Bruins rookie Tyler Seguin, 19, in his second playoff game, had two goals and four points. Michael Ryder had Boston's fifth and sixth goals, the last and the winner, coming with 18.9 seconds left in the second period when he was left alone in front of the net.

Even Boston's power play, which entered 2-for-41 in the playoffs, chipped in with two goals.

"Definitely a big win for us," Ryder said. "We didn't want to be down 2-0. But they're probably going to say they came into our building and stole one, so they're probably happy with 1-1.

"We've just got to make sure next game we come out hard like we did and set the tone."

Tampa Bay, to its credit, kept working.

It outshot Boston 41-35. Lecavalier had a goal and four points. Stamkos had a goal and three points, and seven shots on goal.

And when Dominic Moore scored with 6:45 left in the third period off a scramble in front of goalie Tim Thomas - following Stamkos' goal earlier in the period - it was 6-5.

"We didn't quit," Stamkos said. "We have a lot of character on this team, and we believe in ourselves. We had some chances to tie it. If there is a positive, I guess that's it.

"You can't afford to give up six goals and expect to win a game."

That the Lightning led 2-1 in the first period was a miracle.

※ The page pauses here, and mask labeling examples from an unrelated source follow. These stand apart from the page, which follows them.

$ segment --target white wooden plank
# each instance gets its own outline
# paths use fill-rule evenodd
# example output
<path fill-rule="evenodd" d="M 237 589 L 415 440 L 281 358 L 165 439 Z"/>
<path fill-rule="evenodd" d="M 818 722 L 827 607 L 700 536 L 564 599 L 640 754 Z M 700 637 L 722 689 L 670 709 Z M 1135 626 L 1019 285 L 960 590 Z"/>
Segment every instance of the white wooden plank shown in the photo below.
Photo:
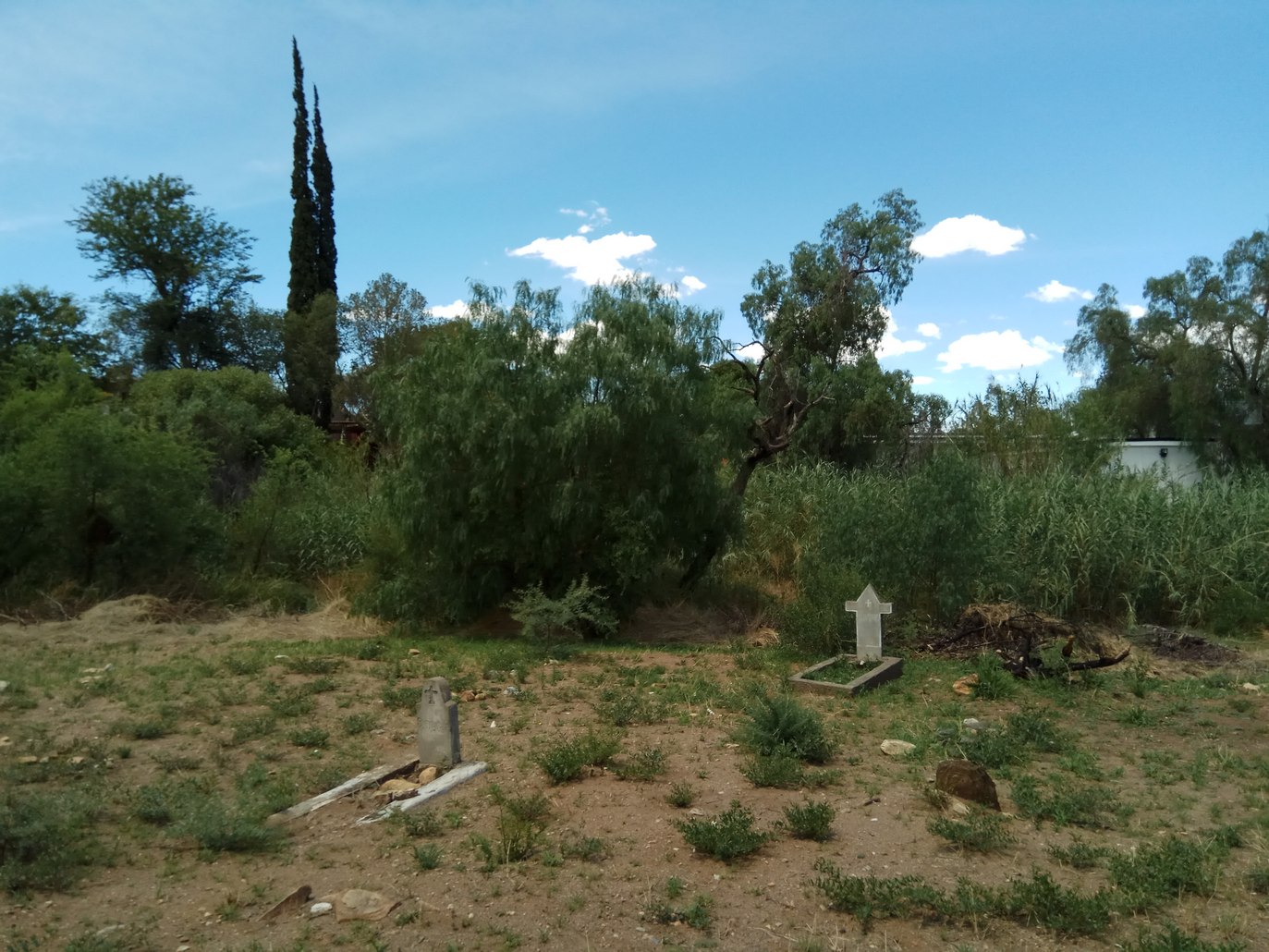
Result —
<path fill-rule="evenodd" d="M 429 800 L 448 793 L 459 783 L 464 783 L 466 781 L 470 781 L 472 777 L 478 777 L 487 769 L 489 764 L 481 760 L 473 760 L 467 764 L 458 764 L 454 769 L 449 770 L 449 773 L 444 773 L 428 786 L 420 787 L 419 792 L 415 793 L 409 800 L 393 800 L 382 810 L 376 810 L 373 814 L 367 814 L 365 816 L 360 817 L 355 825 L 365 826 L 367 824 L 379 823 L 381 820 L 386 820 L 390 816 L 392 816 L 392 814 L 404 812 L 406 810 L 414 810 L 416 806 L 423 806 Z"/>
<path fill-rule="evenodd" d="M 325 793 L 319 793 L 316 797 L 310 797 L 302 803 L 296 803 L 294 806 L 288 806 L 286 810 L 279 810 L 265 820 L 265 824 L 269 826 L 277 826 L 283 823 L 289 823 L 296 817 L 311 814 L 313 810 L 321 810 L 324 806 L 329 806 L 336 800 L 346 797 L 349 793 L 364 790 L 372 783 L 382 783 L 388 777 L 395 777 L 400 773 L 412 770 L 418 765 L 419 758 L 415 757 L 410 760 L 402 760 L 398 764 L 379 764 L 378 767 L 372 767 L 369 770 L 359 773 L 352 779 L 344 781 L 338 787 L 332 787 Z"/>

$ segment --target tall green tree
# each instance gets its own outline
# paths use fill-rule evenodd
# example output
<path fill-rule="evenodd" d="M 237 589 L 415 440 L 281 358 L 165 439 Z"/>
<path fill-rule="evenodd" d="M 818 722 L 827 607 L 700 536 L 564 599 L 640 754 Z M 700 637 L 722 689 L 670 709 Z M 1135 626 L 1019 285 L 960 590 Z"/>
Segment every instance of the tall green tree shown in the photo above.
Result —
<path fill-rule="evenodd" d="M 567 331 L 528 284 L 510 306 L 477 288 L 471 315 L 383 393 L 400 548 L 379 611 L 464 617 L 584 576 L 629 607 L 727 512 L 718 315 L 652 282 L 593 288 Z"/>
<path fill-rule="evenodd" d="M 338 385 L 344 409 L 374 425 L 376 391 L 400 373 L 437 326 L 428 298 L 386 272 L 341 301 L 340 345 L 350 364 Z"/>
<path fill-rule="evenodd" d="M 313 86 L 313 201 L 317 207 L 317 292 L 339 294 L 335 283 L 335 176 L 321 128 L 321 104 Z"/>
<path fill-rule="evenodd" d="M 249 307 L 254 239 L 190 203 L 181 179 L 105 178 L 85 185 L 88 201 L 70 223 L 98 279 L 138 281 L 143 293 L 110 289 L 112 321 L 147 369 L 217 367 L 232 362 L 225 327 Z"/>
<path fill-rule="evenodd" d="M 732 352 L 753 407 L 750 448 L 732 484 L 737 496 L 829 399 L 831 372 L 876 348 L 886 308 L 904 296 L 920 260 L 911 249 L 920 227 L 916 203 L 900 189 L 887 192 L 871 213 L 851 204 L 830 218 L 819 241 L 793 249 L 787 267 L 766 261 L 754 275 L 740 310 L 759 358 Z"/>
<path fill-rule="evenodd" d="M 291 38 L 291 58 L 294 72 L 292 96 L 296 102 L 291 168 L 294 211 L 291 218 L 291 286 L 283 327 L 283 363 L 287 399 L 292 409 L 310 415 L 317 425 L 326 426 L 331 419 L 331 391 L 339 363 L 332 207 L 335 185 L 321 129 L 321 113 L 316 112 L 316 88 L 313 108 L 317 135 L 311 165 L 313 182 L 310 183 L 308 147 L 313 140 L 305 102 L 305 67 L 294 37 Z"/>
<path fill-rule="evenodd" d="M 731 485 L 737 504 L 754 471 L 784 453 L 807 414 L 830 399 L 838 368 L 876 349 L 886 308 L 904 296 L 921 258 L 911 248 L 920 227 L 916 202 L 895 189 L 872 212 L 844 208 L 825 222 L 819 241 L 793 249 L 788 265 L 768 260 L 754 275 L 754 291 L 740 305 L 754 340 L 728 349 L 733 387 L 749 406 L 749 446 Z M 718 532 L 702 546 L 685 585 L 723 542 Z"/>
<path fill-rule="evenodd" d="M 1269 465 L 1269 235 L 1235 241 L 1220 263 L 1145 284 L 1133 320 L 1101 286 L 1080 310 L 1067 362 L 1094 378 L 1081 400 L 1126 437 L 1214 447 L 1231 466 Z"/>
<path fill-rule="evenodd" d="M 312 305 L 321 287 L 317 281 L 317 202 L 308 183 L 308 105 L 305 102 L 305 65 L 299 46 L 291 38 L 291 63 L 294 72 L 292 98 L 296 102 L 294 138 L 291 160 L 291 283 L 287 310 L 302 314 Z"/>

Boston had an 18-11 shot advantage as Tampa Bay tied a team playoff mark for most shots allowed in a period.

Still, the Lightning scored 13 seconds into the game on Adam Hall's backhander - the fastest first goal in Lightning playoff history - and Marty St. Louis scored with 6.5 seconds left to make it 2-1.

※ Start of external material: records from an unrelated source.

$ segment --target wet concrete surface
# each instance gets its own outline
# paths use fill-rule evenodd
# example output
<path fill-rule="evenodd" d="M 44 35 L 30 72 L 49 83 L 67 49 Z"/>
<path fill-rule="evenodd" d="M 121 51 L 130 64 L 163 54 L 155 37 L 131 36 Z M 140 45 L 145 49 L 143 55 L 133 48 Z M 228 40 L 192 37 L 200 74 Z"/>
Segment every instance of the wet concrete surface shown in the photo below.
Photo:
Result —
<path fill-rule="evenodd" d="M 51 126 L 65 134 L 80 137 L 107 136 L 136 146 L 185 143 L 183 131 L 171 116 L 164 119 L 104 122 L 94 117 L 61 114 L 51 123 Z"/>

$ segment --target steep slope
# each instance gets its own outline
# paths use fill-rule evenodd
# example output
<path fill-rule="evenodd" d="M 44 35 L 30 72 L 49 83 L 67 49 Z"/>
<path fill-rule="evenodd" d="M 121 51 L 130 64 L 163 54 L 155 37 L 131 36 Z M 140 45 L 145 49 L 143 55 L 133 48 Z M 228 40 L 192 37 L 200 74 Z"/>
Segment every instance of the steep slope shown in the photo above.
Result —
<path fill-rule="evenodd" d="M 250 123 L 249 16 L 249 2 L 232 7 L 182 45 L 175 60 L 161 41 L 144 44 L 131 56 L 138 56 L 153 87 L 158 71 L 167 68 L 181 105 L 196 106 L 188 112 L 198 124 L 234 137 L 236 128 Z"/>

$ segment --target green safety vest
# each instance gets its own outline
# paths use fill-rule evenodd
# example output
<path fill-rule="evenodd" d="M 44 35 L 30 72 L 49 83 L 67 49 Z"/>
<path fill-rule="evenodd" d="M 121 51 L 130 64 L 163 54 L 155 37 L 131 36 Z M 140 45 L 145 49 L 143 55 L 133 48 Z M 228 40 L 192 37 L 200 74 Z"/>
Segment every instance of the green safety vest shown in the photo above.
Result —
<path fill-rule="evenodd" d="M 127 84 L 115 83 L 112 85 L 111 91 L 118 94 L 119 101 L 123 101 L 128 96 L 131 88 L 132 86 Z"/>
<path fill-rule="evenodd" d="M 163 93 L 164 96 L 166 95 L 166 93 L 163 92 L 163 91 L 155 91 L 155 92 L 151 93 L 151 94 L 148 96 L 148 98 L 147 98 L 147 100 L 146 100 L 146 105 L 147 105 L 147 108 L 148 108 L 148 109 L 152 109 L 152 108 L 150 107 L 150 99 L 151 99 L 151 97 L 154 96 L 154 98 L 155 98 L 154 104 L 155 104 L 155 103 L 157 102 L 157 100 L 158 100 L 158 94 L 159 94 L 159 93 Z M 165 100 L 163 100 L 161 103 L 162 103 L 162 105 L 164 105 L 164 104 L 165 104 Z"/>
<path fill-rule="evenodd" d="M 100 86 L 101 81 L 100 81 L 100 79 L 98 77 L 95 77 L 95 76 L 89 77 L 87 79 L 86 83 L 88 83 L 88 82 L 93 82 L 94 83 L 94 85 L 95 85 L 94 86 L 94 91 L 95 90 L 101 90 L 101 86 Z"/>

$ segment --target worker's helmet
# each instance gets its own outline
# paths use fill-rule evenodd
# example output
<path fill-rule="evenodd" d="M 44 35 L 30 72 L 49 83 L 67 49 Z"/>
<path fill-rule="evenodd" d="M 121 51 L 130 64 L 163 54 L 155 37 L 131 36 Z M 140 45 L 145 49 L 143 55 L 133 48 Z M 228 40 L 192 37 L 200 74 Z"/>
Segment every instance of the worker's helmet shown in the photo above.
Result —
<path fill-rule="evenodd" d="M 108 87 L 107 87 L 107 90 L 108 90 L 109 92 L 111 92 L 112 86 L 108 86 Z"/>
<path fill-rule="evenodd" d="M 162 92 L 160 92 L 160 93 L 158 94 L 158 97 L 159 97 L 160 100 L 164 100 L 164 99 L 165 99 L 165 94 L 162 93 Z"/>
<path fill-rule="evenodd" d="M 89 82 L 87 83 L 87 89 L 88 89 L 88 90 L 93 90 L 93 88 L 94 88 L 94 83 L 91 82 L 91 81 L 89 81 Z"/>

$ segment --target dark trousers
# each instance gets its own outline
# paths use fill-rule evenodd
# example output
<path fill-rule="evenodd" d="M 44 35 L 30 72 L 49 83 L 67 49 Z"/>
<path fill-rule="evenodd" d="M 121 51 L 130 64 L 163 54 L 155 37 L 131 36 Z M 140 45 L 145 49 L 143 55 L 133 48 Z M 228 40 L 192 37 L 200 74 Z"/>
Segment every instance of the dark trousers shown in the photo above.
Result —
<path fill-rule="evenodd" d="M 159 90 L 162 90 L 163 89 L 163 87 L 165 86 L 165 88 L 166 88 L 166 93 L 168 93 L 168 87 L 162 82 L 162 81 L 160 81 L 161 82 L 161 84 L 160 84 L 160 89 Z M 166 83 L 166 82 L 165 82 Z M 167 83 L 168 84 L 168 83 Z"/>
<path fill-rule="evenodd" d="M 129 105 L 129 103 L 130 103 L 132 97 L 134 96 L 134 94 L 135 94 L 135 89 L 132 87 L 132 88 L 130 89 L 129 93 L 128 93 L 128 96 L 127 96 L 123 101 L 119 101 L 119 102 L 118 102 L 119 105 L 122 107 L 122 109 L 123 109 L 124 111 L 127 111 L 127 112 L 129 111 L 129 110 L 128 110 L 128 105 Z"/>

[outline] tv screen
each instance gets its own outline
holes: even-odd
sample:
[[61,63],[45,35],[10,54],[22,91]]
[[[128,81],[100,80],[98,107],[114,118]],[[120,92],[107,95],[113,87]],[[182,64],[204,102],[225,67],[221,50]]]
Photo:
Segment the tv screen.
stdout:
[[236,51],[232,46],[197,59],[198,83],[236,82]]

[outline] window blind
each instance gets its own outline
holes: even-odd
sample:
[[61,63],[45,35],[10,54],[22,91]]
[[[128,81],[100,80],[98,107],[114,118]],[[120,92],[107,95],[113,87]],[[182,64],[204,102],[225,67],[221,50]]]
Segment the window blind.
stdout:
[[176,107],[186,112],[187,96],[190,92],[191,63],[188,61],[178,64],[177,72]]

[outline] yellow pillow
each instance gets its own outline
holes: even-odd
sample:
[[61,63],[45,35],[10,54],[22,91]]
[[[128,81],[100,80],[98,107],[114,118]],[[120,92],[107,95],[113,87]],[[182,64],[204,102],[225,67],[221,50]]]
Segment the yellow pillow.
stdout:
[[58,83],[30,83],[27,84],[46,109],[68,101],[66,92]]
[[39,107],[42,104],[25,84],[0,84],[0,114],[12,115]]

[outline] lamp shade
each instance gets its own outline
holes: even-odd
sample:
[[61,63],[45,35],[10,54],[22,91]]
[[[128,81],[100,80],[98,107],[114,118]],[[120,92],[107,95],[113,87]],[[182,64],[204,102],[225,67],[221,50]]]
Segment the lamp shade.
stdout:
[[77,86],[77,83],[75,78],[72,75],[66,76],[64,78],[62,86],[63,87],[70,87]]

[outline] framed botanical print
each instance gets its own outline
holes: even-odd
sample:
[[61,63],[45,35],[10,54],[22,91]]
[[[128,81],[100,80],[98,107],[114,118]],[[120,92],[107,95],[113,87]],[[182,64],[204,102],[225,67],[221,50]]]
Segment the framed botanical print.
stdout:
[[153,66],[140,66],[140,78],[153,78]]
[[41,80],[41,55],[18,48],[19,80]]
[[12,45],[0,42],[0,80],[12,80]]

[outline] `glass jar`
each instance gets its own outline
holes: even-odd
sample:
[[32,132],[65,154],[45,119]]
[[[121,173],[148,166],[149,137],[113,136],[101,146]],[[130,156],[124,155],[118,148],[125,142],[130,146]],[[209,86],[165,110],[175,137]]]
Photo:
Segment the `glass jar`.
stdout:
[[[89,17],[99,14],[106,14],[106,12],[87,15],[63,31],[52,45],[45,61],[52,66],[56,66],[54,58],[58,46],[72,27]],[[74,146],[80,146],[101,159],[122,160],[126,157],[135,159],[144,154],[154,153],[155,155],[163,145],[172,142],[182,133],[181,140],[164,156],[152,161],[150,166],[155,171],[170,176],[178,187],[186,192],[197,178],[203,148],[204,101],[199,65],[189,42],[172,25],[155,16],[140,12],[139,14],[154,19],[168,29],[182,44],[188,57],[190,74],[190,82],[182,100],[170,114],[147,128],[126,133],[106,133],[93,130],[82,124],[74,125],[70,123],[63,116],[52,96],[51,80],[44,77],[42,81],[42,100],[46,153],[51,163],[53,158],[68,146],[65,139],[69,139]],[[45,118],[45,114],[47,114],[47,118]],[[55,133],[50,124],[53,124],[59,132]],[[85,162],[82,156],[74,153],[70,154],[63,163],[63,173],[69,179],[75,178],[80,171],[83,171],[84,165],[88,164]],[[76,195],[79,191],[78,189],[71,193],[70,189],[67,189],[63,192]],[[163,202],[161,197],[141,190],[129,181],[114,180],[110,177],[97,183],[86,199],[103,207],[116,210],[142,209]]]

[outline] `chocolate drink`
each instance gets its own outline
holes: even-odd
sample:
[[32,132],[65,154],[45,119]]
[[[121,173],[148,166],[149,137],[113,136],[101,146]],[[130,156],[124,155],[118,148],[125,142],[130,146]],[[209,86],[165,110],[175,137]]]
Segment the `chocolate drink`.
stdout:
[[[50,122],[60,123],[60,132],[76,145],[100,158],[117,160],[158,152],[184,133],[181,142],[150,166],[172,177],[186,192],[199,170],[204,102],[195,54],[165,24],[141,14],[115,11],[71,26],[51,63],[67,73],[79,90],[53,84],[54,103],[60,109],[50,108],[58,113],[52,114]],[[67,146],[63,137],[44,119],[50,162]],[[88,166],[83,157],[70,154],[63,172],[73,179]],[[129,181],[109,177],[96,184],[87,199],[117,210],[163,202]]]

But Tampa Bay could not gain any momentum from the late goal. And what should have been a buzzkill for the Bruins seemed to inspire them.

"They came out even stronger," Stamkos said of the second period. "It made them more hungry to score goals."

The Bruins swarmed. They made it difficult for the Lighting to get through the neutral zone and clear the defensive zone.

They scored five goals and tied the series.

That's much better, as it turned out, than making NHL history.

* * *

First up

Major Lightning playoff benchmarks in Game 2:

- Dwayne Roloson sets records for most goals allowed in a period (five in the second) and game (six). Previous records: goals in a period, three, by several, last time John Grahame, April 27, 2006, vs. Senators (second period); goals in a game, five, done five times by four goalies, last time Johan Holmqvist, April 12, 2007, at Devils

- The Bruins' five goals in the second are the most Tampa Bay has allowed in a period. Previous record: four, April 21, 2006, at Senators (third)

- Adam Hall's goal 13 seconds in is the team's fastest to start a game. Previous record: 1:28, Vinny Lecavalier, May 20, 2004, at Flyers

- Vinny Lecavalier's four points (one goal, three assists) are a team record for a game, and his three assists tie the record. Previous records: three points by several others, last accomplished by Teddy Purcell (three assists) and Steven Stamkos (two goals, one assist), April 23, 2011, at Penguins; three assists, four times by three others, last accomplished by Purcell

- The Bruins' 18 shots in the first period tie for most allowed by the Lightning in one period, done four other times. Last accomplished: April 20, 2011, Penguins (second).